Tamborileó con sus dedos sobre la mesa y Tuppence volvió a sentir el inmenso magnetismo que irradiaba aquel hombre.

—¿Y si no se lo dice? —preguntó Julius de pronto.

—Creo que me lo dirá. Tengo un par de argumentos poderosos. No obstante, si fracasara, siempre nos queda la posibilidad del soborno.

—Claro. ¡Ahí es donde intervengo yo! —exclamó Julius, descargando el puño contra la mesa—. Por mi parte, puede usted contar, de ser necesario, hasta con un millón de dólares. ¡Sí, señor, un millón de dólares!

—Señor Hersheimmer, esa es una suma muy elevada.

—Es lo que imagino que tendrá que pujar. A esa clase de gente no se le puede ofrecer cuatro perras.

—Al cambio actual, representan doscientas cincuenta mil libras.

—Eso es. Tal vez cree usted que hablo de boquilla, pero puedo entregarle esa cantidad enseguida y algo más por sus honorarios.

Sir James enrojeció ligeramente.

—No es mi intención cobrarle, señor Hersheimmer. No soy un detective particular.

—Lo siento. Creo que me he precipitado, pero tengo una extraña sensación en cuanto al dinero. Días pasados quise ofrecer una gran recompensa para obtener noticias de Jane, pero Scotland Yard me hizo desistir. Dijeron que no era aconsejable.
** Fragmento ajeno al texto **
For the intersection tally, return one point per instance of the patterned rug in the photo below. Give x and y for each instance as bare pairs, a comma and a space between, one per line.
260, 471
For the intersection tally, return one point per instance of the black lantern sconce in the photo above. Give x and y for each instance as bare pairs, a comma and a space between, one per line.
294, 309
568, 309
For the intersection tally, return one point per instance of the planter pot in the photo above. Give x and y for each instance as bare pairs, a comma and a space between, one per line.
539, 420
—Probablemente tenían razón —replicó sir James.

—Pero lo que dice Julius es verdad —intervino Tuppence—. No le toma el pelo. Tiene montones de dinero.

—Mi padre los fue amontonando —explicó Julius—. Ahora, pasemos a la cuestión. ¿Cuál es su idea?
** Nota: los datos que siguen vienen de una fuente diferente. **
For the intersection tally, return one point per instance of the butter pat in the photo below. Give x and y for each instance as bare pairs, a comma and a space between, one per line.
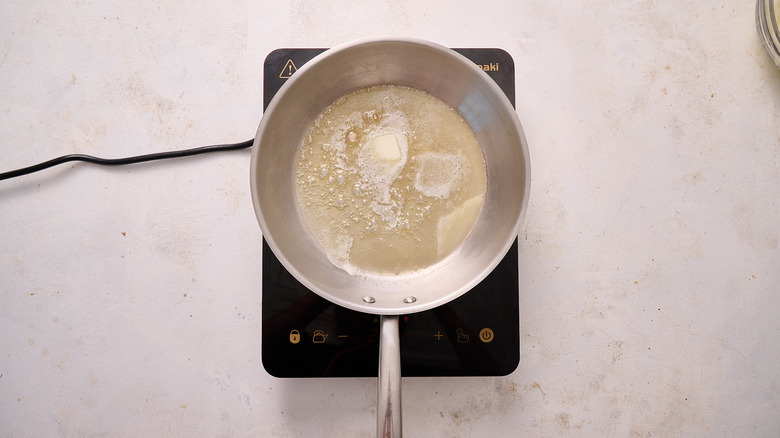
385, 147
453, 228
Sir James estuvo reflexionando durante unos cuantos minutos.

—No hay tiempo que perder. Cuanto antes empecemos mejor. —Se volvió hacia Tuppence—. ¿Sabe si la señora Vandemeyer cenará fuera esta noche?

—Sí, creo que sí, pero no regresará tarde, porque no se ha llevado las llaves de casa.

—Bien. Entonces yo iré a verla a eso de las diez. ¿A qué hora tiene que volver usted?

—Entre nueve y media y diez, aunque también podría regresar antes.

—No debe hacerlo bajo ningún concepto. Si no llega a la hora establecida quizá despertaría sospechas. Vuelva a las nueve y media. Yo iré a las diez. Hersheimmer podría esperar abajo en un taxi.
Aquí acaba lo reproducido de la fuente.